What Japan’s Economy And ETF Need To Prevail
By Tom Lydon on April 27, 2009 | More Posts By Tom Lydon | Author's Website
Dismal reports may leave Japan’s economy and related exchange traded funds (ETFs) feeling a distressing sense of déjà vu.
The International Monetary Fund (IMF) estimates that Japan’s economy will contract 6.2%, reports Takashi Nakamichi for The Wall Street Journal. This worsened forecast comes after the news of an ongoing global downturn, increases in unemployment and reduced consumption. Japanese exporters are also suffering from an appreciating yen and general tight credit.
It is expected that the output gap could reach 8% in 2009. This wide gap usually indicates weak demand and oversupply, which would send prices falling and hamper growth.
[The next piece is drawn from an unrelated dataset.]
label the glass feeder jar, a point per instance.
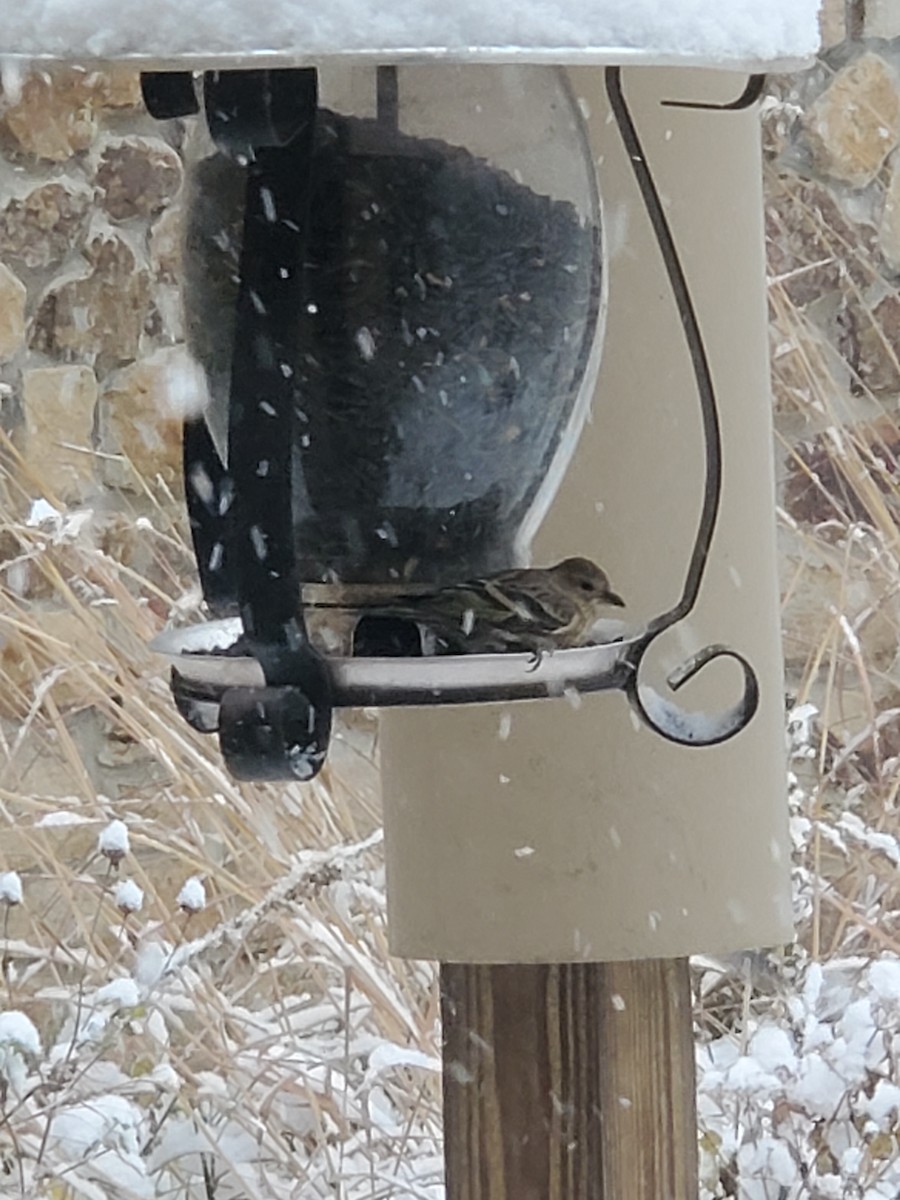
(447, 337)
The government had announced a new stimulus package, and the country’s budget is calculated to be 10% of its GDP in 2009 with net debt around 100% of GDP this year.
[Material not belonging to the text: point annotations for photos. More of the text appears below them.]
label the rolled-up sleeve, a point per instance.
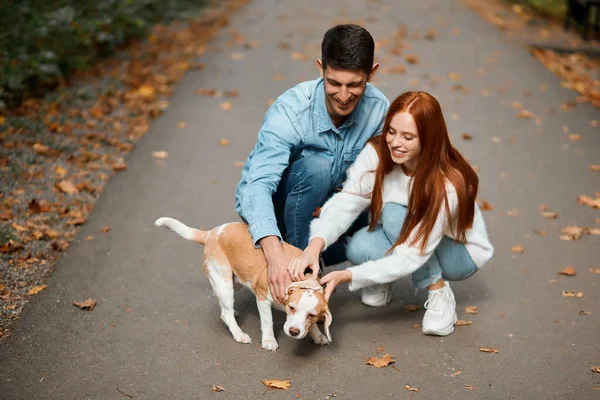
(277, 138)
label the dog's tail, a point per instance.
(182, 229)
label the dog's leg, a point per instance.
(316, 335)
(266, 325)
(223, 289)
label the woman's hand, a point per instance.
(334, 278)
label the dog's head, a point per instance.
(305, 305)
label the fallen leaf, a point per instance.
(161, 154)
(36, 289)
(517, 249)
(276, 384)
(488, 350)
(568, 271)
(572, 294)
(454, 76)
(525, 114)
(549, 214)
(380, 362)
(87, 305)
(589, 201)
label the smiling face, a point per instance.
(343, 90)
(305, 307)
(402, 139)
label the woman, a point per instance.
(424, 218)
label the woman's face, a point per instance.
(403, 141)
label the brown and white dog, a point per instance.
(230, 257)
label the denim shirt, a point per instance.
(298, 124)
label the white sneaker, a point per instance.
(377, 295)
(440, 317)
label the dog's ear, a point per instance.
(328, 320)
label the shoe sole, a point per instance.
(442, 332)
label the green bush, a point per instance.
(44, 41)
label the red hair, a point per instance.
(439, 162)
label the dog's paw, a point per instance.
(243, 338)
(320, 339)
(270, 344)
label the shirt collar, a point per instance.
(324, 120)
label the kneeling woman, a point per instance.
(424, 218)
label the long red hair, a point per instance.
(438, 163)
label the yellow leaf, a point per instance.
(517, 249)
(380, 362)
(488, 350)
(161, 154)
(87, 305)
(568, 271)
(67, 186)
(36, 289)
(276, 384)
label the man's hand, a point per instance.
(334, 278)
(277, 267)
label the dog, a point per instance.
(232, 260)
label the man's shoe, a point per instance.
(377, 295)
(440, 317)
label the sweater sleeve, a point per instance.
(340, 211)
(405, 259)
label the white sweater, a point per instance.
(338, 213)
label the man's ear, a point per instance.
(328, 320)
(373, 72)
(320, 66)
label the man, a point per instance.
(309, 137)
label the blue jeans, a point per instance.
(450, 260)
(305, 185)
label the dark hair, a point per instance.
(348, 46)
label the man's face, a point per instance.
(343, 91)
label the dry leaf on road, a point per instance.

The Bank of Japan made downgrading economic assessments in seven of nine regions, according to ChinaView. Economic conditions are down with business sentiments and capital investments both dropping as a result of diminished exports and corporate profits.
On an optimistic note, the Japanese whiskey industry is doing quite well and producing quality beverages to satisfy the palates of connoisseurs. International awards are being presented to Japanese distillers, more notably Suntory and Nikka, and have now made these distillers international competitors, writes Justin McCurry for the Guardian.